In sintesi, il regista coniuga perfettamente la semplicità della scena con la complessità della caratterizzazione dei personaggi, bilanciando perfettamente il peso del film.

Alla fine sembrerà di averli conosciuti i due protagonisti, di aver letto una loro biografia o di aver spiato gli sviluppi della loro intera storia d’amore attraverso il buco di una serratura e loro, nella stanza dietro la porta, impegnati a conoscersi e ad amarsi.
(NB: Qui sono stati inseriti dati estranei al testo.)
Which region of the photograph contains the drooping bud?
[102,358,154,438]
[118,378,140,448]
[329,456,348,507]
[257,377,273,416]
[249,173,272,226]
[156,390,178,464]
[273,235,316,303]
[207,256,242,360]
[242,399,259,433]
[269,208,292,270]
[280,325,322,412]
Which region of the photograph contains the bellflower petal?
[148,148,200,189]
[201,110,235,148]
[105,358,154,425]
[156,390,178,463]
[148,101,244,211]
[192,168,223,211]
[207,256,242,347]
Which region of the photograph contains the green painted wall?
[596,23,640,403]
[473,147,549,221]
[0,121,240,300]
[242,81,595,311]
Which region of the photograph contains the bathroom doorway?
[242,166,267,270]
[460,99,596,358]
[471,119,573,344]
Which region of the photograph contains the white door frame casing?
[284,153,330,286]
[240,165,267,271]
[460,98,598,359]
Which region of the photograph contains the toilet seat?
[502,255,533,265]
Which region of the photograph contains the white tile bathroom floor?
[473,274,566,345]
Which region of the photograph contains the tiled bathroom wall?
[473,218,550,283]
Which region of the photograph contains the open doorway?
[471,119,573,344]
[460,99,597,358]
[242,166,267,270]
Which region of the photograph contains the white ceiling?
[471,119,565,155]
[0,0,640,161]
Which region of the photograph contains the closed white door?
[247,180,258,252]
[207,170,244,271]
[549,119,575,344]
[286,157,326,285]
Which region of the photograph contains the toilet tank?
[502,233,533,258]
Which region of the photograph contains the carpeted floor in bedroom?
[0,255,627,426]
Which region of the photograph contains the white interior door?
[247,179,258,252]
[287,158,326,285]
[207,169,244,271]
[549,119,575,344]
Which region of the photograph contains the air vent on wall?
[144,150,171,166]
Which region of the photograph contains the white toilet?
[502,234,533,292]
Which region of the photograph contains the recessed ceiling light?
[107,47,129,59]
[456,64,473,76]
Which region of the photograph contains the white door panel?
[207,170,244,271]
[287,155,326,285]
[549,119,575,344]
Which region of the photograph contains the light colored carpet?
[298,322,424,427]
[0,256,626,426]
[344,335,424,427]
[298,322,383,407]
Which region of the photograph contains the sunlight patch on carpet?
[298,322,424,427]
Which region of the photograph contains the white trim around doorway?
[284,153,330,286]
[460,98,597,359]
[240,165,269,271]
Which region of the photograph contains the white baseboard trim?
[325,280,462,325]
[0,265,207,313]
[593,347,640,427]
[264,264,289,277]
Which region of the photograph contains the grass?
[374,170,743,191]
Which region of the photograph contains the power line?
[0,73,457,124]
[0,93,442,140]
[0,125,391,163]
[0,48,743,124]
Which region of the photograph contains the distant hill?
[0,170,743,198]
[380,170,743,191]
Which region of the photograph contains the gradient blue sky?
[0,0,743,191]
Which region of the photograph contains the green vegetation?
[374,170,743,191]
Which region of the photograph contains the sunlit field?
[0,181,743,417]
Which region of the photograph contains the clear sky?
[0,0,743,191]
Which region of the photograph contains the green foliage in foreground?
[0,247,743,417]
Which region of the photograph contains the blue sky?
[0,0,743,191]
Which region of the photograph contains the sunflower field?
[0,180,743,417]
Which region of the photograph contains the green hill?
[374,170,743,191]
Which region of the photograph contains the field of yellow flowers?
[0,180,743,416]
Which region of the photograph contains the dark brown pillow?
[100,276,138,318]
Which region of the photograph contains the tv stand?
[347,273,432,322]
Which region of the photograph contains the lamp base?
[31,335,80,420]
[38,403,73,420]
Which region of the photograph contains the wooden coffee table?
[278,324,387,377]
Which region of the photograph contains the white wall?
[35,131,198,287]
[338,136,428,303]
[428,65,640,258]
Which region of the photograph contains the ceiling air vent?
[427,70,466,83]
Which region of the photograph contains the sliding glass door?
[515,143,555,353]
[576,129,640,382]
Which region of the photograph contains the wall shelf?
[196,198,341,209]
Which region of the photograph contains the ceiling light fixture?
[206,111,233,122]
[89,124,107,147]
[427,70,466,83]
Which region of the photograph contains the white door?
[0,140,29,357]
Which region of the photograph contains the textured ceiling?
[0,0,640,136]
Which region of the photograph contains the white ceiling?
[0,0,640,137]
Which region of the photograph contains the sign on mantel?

Lo sguardo della macchina da presa osserva con leggerezza e delicatezza, senza virtuosismi che ne appesantiscano la regia, la Londra del dopoguerra e il respiro della moda di quel periodo, così come osserva la magnificenza degli abiti e dei costumi che Woodcock disegna (oscar per i migliori costumi) e nondimeno riesce ad addentrarsi nell’intimità dei tre personaggi principali (Woodcock, Alma e Cyril) rivelandone con chiarezza le debolezze, le tenerezze, le perversioni e i sacrifici che ognuno di loro nasconde gelosamente o di cui vorrebbe liberarsi, in questo modo, vista la complessa portata sentimentale del film, spesso e volentieri lo spettatore si trova di fronte ad un’ambiguità di pensiero o azione di alcuni personaggi, ed in questi momenti, il film offre sospensioni degne di un thriller. Ora affascinato dalla complessità dell’artista-stilista, ora scosso dai sui comunissimi bisogni emotivi quando Alma fa breccia in lui, lo spettatore deve raccapezzarsi per trovare il preciso indirizzo del film, cercando un filo di Arianna che lo conduca fuori , ma non riuscendoci, si accontenta del filo nascosto di Woodcock, capendo che è l’unica possibile analisi per un film che racconta la più comune ed impossibile storia d’amore tra due persone che si amano sfogando l’uno nell’altro il più estremo bisogno d’affetto.